Many Asian immigrants who settle in North America and Europe continue to prefer boy babies, even as they acclimate to their new culture. According to fertility clinics, while some wealthier Asian couples travel to the U.S. to undergo gender selection procedures in what’s been coined “reproductive tourism,” many others seeking sex selection services are first- and second-generation Asian-Americans who generally desire a boy baby.
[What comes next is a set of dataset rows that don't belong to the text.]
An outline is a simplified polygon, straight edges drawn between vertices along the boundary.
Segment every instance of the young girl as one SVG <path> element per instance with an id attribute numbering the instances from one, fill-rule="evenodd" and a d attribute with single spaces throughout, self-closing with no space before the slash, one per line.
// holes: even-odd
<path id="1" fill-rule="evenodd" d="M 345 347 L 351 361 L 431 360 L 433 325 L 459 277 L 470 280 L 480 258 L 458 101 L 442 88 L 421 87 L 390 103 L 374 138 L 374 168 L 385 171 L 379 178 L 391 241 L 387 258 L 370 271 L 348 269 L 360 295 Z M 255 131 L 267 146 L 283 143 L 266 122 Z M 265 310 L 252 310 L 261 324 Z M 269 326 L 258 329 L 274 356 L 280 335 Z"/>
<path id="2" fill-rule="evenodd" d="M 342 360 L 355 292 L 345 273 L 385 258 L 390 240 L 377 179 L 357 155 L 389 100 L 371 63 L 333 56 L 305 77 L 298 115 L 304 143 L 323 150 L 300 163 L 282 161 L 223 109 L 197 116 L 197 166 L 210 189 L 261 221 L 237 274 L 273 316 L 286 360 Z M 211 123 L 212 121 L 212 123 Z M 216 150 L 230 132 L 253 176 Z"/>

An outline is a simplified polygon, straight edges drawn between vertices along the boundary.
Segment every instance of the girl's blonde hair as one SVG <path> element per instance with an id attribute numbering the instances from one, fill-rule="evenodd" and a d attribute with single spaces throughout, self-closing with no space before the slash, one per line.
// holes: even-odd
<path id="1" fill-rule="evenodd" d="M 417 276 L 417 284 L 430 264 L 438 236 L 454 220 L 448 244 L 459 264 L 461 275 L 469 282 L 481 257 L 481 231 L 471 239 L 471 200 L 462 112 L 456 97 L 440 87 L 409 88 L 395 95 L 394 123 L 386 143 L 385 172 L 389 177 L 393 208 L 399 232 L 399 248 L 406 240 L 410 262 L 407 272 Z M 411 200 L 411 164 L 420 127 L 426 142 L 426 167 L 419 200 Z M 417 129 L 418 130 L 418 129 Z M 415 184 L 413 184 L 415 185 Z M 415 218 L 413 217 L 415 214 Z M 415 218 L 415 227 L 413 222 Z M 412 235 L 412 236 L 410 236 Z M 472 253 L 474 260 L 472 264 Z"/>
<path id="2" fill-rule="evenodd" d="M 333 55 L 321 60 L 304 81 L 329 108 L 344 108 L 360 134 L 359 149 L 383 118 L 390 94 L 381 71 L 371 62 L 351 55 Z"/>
Some women from South Asian countries report that they still experience “enormous pressure to have a boy,” even while living in the U.S., far away from their families of origin, according to Sunita Puri, a researcher at the University of California, San Francisco, who has done extensive research on sex selection preferences and practices in Asia. “Some women have felt there was no choice,” says Puri, noting that coercion to keep trying for a boy baby continues to influence South Asian women who have immigrated to America. That coercion usually comes from the husband, the mother- and/or father-in-laws. She has interviewed dozens of immigrant women, many who do not speak English who report being pressured to try for a boy. “This is not always about free choice,” she says. “There’s a lot of pressure coming to this country….There’s this idea that sons are needed to do the things that daughters just can’t [seemingly] do,” says Puri.
Generally, in South Asia and in South Asian communities of immigrants living in the West, boys are still considered more valuable. These couples were raised with the expectation that sons are necessary, Puri explains, whether the need is real or perceived. These gender-biased values live on and take at least two generations or more to dissipate.